Шли дни. Ира приносила мне всё, что я просил, а просил я в основном книги. Лежать в палате было скучно. Когда я отошёл от ужасов пережитого, постоянных ночных кошмаров и чувства подкрадывающейся опасности, я наконец ощутил её: старую-добрую скуку. Скука была артефактом того старого забытого мира, и этот артефакт я, наконец, отыскал. Я скучал и просил её приносить мне что-нибудь почитать: что-нибудь, что она найдёт в их новом доме или где-нибудь ещё. И она приносила. На второй неделе в больнице я вспомнил про свой дневник и, окрылённый, хотел было попросить её принести его мне. Но потом я вспомнил про то, что написал на его последней странице тогда, в полупьяном бреду, на заправке. И понял, что не хочу, чтобы она ненароком прочитала в дневнике мои рассуждения о том, была ли жива её мать, когда я бросил её там, в перевёрнутой машине, или она уже была мертва. Конечно, тогда, когда я думал, что умираю, я рассказал ей про дневник, и она, само собой, уже могла его прочесть. Но вдруг не прочла? Вдруг она просто забыла про него, и мне не стоит лишний раз ей о нём напоминать? В общем, дневник я у неё тогда так и не попросил.

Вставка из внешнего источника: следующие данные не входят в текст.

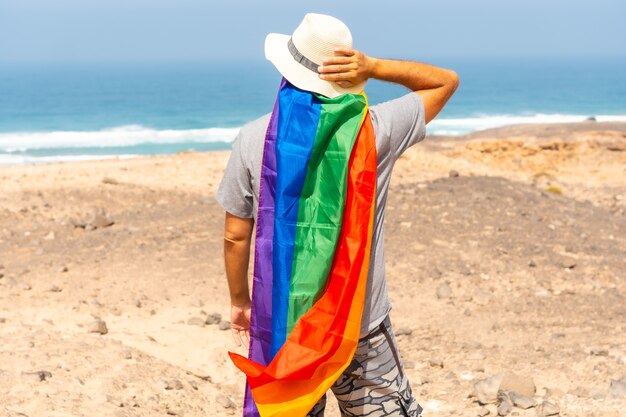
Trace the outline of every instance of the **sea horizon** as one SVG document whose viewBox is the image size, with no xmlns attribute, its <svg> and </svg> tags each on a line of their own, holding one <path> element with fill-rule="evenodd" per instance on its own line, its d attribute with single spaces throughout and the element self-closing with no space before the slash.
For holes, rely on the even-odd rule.
<svg viewBox="0 0 626 417">
<path fill-rule="evenodd" d="M 626 59 L 442 59 L 461 87 L 427 127 L 458 136 L 590 117 L 626 122 Z M 265 61 L 20 64 L 0 67 L 0 164 L 230 148 L 271 110 L 280 75 Z M 371 80 L 370 105 L 409 91 Z"/>
</svg>

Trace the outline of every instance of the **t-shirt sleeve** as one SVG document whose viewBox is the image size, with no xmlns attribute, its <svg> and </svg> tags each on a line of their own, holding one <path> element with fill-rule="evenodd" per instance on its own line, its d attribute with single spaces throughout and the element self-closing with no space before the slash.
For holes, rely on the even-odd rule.
<svg viewBox="0 0 626 417">
<path fill-rule="evenodd" d="M 414 92 L 372 106 L 378 124 L 378 135 L 388 141 L 394 159 L 426 136 L 424 101 Z"/>
<path fill-rule="evenodd" d="M 254 200 L 250 170 L 242 155 L 242 134 L 237 135 L 224 170 L 217 194 L 217 202 L 230 214 L 238 217 L 254 217 Z"/>
</svg>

Нога в конце концов пришла в норму, и отнимать её не пришлось. Когда женщина в белом сказала мне об этом, я выдохнул с облегчением. То было на третьей неделе после прибытия, и на четвёртой я уже окончательно пошёл на поправку. Последние три дня в палате были самыми сложными. Я чувствовал себя абсолютно здоровым и готов был уже выйти наружу, но за каким-то чёртом этой самой женщине надо было понаблюдать меня до воскресенья. Зачем? Какой в этом был смысл? Я так и не понял. Но послушно просидел взаперти до вчерашнего дня — до тринадцатого числа.